2.5 Blast‑Radius Control

Control is achieved through physical isolation (single‑scenario per cluster, single‑machine selection) and traffic throttling via weighted routing in middleware. Additional checks before, during, and after the drill further limit impact.

2.6 Exercise Review

Review comprises four parts: overview (duration, clusters, scenarios, success rate, alarm count, request success rate), key steps with metric data, defense component metrics (e.g., detection time and switchover time for primary crash), and detailed timeline per cluster.

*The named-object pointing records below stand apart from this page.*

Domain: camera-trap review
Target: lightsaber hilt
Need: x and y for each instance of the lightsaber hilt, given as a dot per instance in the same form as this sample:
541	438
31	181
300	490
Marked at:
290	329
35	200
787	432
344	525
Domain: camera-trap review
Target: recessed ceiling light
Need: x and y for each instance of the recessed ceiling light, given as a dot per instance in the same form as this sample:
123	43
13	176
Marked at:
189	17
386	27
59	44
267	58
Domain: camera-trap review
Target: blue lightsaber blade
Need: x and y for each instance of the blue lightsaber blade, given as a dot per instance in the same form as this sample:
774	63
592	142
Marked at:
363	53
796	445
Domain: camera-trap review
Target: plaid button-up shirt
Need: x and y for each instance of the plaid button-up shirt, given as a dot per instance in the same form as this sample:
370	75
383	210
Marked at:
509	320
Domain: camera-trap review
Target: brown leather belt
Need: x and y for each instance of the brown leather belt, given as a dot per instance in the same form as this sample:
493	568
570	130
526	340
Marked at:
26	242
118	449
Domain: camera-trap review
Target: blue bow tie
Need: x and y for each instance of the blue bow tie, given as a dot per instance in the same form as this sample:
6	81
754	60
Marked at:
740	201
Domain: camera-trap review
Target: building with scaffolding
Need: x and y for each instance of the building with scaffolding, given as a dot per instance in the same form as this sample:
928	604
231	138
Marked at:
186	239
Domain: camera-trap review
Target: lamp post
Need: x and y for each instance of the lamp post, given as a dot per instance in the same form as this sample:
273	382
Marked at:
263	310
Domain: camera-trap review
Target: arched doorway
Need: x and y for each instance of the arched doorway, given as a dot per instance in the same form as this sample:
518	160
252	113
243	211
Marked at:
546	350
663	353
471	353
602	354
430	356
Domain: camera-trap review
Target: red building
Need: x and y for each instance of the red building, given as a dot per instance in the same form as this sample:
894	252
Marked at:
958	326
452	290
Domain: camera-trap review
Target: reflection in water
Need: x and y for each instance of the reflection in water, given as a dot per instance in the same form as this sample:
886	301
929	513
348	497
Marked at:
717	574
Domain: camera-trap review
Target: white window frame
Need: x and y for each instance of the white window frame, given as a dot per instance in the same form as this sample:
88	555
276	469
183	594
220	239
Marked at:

2.7 Random & Unnotified Exercises

Since 2022, the platform can generate random, unannounced drills across arbitrary clusters, scenarios, and times, simulating real‑world failure randomness while still applying risk checks and multi‑level approvals.

2.8 Mode Comparison

A comparison of regular, random unnotified, and pure chaos‑engineering drills shows differences in purpose (known vs. unknown failures), human supervision, and pre‑notification requirements.

2.9 Operation System

Operational metrics cover overall drill count and cluster coverage, drill coverage and compliance rates, post‑drill feedback, large‑scale drill size, injection success rate, injection latency distribution, business integration, and platform API success/latency.

03 Landing

3.1 Promotion

Drill promotion uses three forms: fault‑driven (triggered by real incidents), proactive learning drills, and DBA‑organized large‑scale exercises.

3.2 Experiment Environments

Three environments are provided: offline (for issue discovery and validation), online rehearsal (large‑scale disaster‑recovery verification), and live production (full‑scale realistic testing).

3.3 Drill Scale

Scales are classified as single‑cluster, medium (tens of clusters), and large‑scale (hundreds of clusters) to validate different aspects of resilience.

3.4 Scenarios & Levels

Drills progress from low‑impact to high‑impact scenarios and from low‑level to high‑level clusters, building confidence gradually.

3.5 Operational Data

Data shows low coverage for regular drills, early-stage adoption of random drills (2022 Q4), and rapid increase in large‑scale drills since late 2022, with many tasks involving over 100 clusters.

3.6 Defense Capability Verification

Verification focuses on RTO/RPO compliance, scaling decisions, and observability during large‑scale failures.

3.7 Business Benefits

Although drills may cause temporary disruption, they help discover hidden issues, reduce risk, and validate defense components, gaining business acceptance.

04 Future Outlook

4.1 Chaos‑Engineering Maturity Model (CEEM)

The current platform is compared against the CEEM model, revealing gaps in scenario coverage, steady‑state metric coverage, experiment observation, and cultural adoption.

4.2 Maturity Levels

Meituan is at the foundational level, with fault‑drills limited to core departments and early stability gains.

4.3 Specific Plans

Five focus areas are outlined: reducing per‑drill cost, enriching fault scenarios (including link‑level failures), enhancing observability, advancing automation (steady‑state assessment, auto‑termination, drill recommendation), and achieving routine, continuous drills.